The former soccer star became mayor of Cuernavaca at the end of 2015, a year in which there were 70 homicides in the state capital.

Homicides in Cuernavaca in the first three months of each year since 2015.
Homicides in Cuernavaca in the first three months of each year since 2015.

Last year, there were 103 murders in the city, a 47% increase compared to 2015.

Blanco was officially mayor until September 26, and four days later was sworn in as governor of Morelos.

Since he took the top job, there have been 580 homicides, the newspaper El Economista reported.

Javier Sicilia, a poet and founder of a group known as the Movement for Peace with Dignity and Justice, led a protest yesterday in front of state government offices in Cuernavaca to denounce the security situation and to urge authorities to take urgent action to combat violence not just in Morelos but across the country.

“[Former governor] Graco Ramírez was bad and it seems that this one [Blanco] is going to be worse,” Sicilia said, observing that the inept had replaced the corrupt.

Referring to a shootout in Cuernavaca’s central square Wednesday that left two people dead and another two injured, the activist said:

“That was the safest public space the state had, now nowhere is safe.

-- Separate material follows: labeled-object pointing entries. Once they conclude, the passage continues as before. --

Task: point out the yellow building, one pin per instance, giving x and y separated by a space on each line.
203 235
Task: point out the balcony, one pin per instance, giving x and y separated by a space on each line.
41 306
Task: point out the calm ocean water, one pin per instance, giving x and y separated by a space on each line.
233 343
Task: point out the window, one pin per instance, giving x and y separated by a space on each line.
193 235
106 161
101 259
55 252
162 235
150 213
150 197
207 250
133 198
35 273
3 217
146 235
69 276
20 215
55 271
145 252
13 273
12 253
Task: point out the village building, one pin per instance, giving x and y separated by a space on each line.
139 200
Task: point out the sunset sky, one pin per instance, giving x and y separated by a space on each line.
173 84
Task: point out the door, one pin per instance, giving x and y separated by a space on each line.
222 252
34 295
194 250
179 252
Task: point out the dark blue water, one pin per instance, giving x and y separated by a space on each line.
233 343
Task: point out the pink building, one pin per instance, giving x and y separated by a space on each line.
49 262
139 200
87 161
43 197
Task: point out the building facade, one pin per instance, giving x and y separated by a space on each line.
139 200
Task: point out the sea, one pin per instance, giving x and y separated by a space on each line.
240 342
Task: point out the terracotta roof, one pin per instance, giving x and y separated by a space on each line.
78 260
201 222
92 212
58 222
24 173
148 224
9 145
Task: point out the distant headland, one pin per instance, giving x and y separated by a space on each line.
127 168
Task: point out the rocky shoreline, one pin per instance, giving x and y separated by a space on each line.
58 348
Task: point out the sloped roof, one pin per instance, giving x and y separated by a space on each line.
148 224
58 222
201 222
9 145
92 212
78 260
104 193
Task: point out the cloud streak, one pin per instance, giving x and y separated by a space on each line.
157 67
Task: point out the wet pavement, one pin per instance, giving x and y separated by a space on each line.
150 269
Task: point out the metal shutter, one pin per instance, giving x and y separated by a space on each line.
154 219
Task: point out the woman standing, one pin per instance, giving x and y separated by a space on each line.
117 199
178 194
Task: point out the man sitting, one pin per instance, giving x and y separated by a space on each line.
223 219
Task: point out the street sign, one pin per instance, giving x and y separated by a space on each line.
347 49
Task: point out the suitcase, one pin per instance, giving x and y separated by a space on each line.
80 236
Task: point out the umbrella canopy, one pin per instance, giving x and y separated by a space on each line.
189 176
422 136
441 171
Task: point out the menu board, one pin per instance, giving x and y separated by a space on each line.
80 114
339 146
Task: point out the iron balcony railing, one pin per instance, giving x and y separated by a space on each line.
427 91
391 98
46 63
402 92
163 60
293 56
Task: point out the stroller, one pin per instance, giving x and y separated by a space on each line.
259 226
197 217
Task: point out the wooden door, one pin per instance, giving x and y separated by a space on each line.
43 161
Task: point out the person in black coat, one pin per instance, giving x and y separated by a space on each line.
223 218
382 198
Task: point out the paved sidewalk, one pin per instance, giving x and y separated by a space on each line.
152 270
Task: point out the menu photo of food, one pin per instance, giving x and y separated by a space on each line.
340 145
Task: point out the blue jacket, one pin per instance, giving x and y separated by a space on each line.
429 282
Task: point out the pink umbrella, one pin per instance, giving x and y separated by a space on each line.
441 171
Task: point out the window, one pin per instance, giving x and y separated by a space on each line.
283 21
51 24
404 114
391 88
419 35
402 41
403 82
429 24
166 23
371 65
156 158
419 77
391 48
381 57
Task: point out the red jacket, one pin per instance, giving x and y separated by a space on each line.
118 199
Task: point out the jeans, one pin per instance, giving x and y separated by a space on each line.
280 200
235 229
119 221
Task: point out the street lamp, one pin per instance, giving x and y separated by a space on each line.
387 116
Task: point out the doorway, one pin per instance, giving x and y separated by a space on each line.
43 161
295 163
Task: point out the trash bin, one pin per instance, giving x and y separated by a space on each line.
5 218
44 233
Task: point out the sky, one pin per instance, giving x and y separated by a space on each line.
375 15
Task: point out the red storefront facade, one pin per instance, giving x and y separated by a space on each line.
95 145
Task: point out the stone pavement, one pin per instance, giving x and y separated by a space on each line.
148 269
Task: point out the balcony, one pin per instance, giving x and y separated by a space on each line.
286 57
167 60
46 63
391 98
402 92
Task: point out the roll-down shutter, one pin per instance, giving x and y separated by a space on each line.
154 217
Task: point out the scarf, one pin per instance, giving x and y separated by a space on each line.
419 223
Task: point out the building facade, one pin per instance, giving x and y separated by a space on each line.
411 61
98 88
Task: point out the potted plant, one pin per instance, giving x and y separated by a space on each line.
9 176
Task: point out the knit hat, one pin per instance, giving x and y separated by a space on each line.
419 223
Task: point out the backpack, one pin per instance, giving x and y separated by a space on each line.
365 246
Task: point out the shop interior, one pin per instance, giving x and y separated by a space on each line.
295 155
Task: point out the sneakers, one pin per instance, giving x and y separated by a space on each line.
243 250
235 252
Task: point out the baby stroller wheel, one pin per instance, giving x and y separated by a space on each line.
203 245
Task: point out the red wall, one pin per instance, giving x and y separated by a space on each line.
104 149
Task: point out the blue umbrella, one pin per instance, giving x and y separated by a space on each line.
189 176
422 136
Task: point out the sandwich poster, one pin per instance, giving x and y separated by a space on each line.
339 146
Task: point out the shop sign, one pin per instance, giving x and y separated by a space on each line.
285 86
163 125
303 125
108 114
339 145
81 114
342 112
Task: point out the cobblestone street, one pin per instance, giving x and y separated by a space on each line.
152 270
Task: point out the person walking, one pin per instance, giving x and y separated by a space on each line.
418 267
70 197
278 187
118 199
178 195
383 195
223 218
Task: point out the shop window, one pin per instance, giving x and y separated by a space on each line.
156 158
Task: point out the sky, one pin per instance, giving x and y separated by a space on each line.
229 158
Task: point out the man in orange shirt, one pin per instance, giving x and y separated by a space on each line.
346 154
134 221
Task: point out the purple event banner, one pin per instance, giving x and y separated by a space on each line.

There is negligence and idiocy on the part of state authorities not to mention the federal authorities, who aren’t taking the situation seriously . . .”

According to the Morelos interior secretary, turf wars are behind the high levels of violence.

Pablo Ojeda Cárdenas said that at least five competing cartels operate in Morelos, which is strategically located between Guerrero – a large drug producing state – and Mexico City.

Criminal groups, most notably the Jalisco New Generation Cartel and Los Rojos, are fighting over the route between the two locations, Ojeda explained.

Authorities have introduced a single-command policing system as part of the efforts to fight crime but Cuernavaca has not yet joined the other 35 municipalities in the program.

That situation makes statewide coordination more difficult, Ojeda said, adding that the application of a decree to bring Cuernavaca into the single-command system is needed.

The secretary said the only way to achieve positive security results is via coordination between all three levels of government, pointing out that Morelos security authorities meet every day with their federal counterparts, including the army.

However, Ojeda argued that Morelos needs more state police because it currently only has a force made up of 600 officers.

He added: “The municipal police forces are in very disparate conditions with salary levels which sometimes are not enough to have the minimum levels needed to keep them honest.”

Ojeda expressed confidence, however, that with a future deployment of the National Guard, recruitment of more police officers and greater coordination, authorities will be able to significantly improve the security situation.

Jorge Mátar Vargas, president of the Morelos branch of the National Chamber for Industrial Transformation (Canacintra), said that state authorities have lost control of security and that “the National Guard, soldiers, marines need to come.”

The first unit of the Guard began operations in Minatitlán, Veracruz, last month but Cuernavaca Mayor Francisco Antonio Villalobos said that he hasn’t yet received a response to his request for the new security force to be deployed to the Morelos capital.